Transparent Data Encryption

Ozone TDE setup process and usage are very similar to HDFS TDE. The major difference is that Ozone TDE is enabled at Ozone bucket level when a bucket is created.

Setting up the Key Management Server

To use TDE, admin must setup a Key Management Server and provide that URI to Ozone/HDFS. Since Ozone and HDFS can use the same Key Management Server, this configuration can be provided via core-site.xml.

Property Value
hadoop.security.key.provider.path KMS uri.
e.g. kms://http@kms-host:9600/kms

Using Transparent Data Encryption

If this is already configured for your cluster, then you can simply proceed to create the encryption key and enable encrypted buckets.

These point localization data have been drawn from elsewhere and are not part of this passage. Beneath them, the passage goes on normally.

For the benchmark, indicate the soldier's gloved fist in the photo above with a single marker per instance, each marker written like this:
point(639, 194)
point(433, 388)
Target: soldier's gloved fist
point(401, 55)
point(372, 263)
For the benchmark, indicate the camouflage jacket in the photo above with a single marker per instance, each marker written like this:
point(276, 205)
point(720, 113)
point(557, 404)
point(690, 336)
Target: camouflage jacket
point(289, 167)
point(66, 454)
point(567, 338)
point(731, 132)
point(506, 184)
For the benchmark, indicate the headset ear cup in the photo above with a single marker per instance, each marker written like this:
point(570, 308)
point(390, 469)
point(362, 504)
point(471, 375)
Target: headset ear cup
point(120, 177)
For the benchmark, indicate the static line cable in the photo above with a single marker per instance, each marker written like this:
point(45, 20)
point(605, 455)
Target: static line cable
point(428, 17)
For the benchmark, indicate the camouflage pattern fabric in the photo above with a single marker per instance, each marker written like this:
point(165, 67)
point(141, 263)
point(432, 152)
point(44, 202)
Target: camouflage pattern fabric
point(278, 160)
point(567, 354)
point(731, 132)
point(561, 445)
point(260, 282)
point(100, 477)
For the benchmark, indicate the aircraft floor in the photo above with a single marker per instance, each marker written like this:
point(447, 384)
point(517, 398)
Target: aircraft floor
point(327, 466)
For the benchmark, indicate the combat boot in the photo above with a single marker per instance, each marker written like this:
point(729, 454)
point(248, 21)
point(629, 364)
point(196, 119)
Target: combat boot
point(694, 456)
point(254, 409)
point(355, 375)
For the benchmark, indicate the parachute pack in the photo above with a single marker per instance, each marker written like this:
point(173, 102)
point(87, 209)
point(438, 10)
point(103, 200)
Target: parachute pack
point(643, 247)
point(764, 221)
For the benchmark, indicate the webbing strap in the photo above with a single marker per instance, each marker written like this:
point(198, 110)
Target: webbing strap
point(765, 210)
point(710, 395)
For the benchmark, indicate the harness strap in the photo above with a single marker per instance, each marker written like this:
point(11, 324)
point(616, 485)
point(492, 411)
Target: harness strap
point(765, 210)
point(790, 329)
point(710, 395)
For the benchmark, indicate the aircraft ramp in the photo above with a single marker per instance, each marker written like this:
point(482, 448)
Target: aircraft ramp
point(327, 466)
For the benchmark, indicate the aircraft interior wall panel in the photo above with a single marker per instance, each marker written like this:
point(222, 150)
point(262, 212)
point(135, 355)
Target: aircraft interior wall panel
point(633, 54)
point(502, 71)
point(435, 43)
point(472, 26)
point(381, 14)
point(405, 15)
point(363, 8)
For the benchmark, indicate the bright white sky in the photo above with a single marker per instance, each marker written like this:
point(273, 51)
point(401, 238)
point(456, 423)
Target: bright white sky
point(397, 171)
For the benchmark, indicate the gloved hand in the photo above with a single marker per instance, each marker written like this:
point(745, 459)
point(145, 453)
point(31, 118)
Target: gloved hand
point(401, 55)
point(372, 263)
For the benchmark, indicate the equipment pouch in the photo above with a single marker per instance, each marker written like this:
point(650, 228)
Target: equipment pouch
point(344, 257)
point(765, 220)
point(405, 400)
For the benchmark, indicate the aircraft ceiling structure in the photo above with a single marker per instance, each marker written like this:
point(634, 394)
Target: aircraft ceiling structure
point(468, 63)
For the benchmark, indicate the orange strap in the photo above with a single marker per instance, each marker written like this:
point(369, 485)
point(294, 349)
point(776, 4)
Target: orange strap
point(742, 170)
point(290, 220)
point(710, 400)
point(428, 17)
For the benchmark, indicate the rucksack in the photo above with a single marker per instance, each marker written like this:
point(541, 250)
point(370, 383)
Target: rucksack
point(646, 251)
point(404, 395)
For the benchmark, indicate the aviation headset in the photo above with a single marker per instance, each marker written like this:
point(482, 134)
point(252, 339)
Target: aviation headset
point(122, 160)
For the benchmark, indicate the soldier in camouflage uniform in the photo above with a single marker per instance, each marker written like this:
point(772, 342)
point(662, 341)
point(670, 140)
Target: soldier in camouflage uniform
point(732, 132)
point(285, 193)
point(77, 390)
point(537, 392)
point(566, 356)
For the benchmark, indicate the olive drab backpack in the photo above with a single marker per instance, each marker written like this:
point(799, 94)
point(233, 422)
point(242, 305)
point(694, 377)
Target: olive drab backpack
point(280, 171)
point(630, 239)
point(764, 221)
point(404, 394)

To create an encrypted bucket, client need to:

  • Create a bucket encryption key with hadoop key CLI, which is similar to how you would use HDFS encryption zones.
hadoop key create enckey

The above command creates an encryption key for the bucket you want to protect. Once the key is created, you can tell Ozone to use that key when you are reading and writing data into a bucket.

  • Assign the encryption key to a bucket.
ozone sh bucket create -k enckey /vol/encryptedbucket

After this command, all data written to the encryptedbucket will be encrypted via the enckey and while reading the clients will talk to Key Management Server and read the key and decrypt it. In other words, the data stored inside Ozone is always encrypted. The fact that data is encrypted at rest will be completely transparent to the clients and end users.

Using Transparent Data Encryption from S3G

There are two ways to create an encrypted bucket that can be accessed via S3 Gateway.

Option 1. Create a bucket using shell under “/s3v” volume

ozone sh bucket create -k enckey --layout=OBJECT_STORE /s3v/encryptedbucket
ozone sh bucket create -k enckey --layout=OBJECT_STORE /vol/encryptedbucket
ozone sh bucket link /vol/encryptedbucket /s3v/linkencryptedbucket

Note 1: An encrypted bucket cannot be created via S3 APIs. It must be done using Ozone shell commands as shown above. After creating an encrypted bucket, all the keys added to this bucket using s3g will be encrypted.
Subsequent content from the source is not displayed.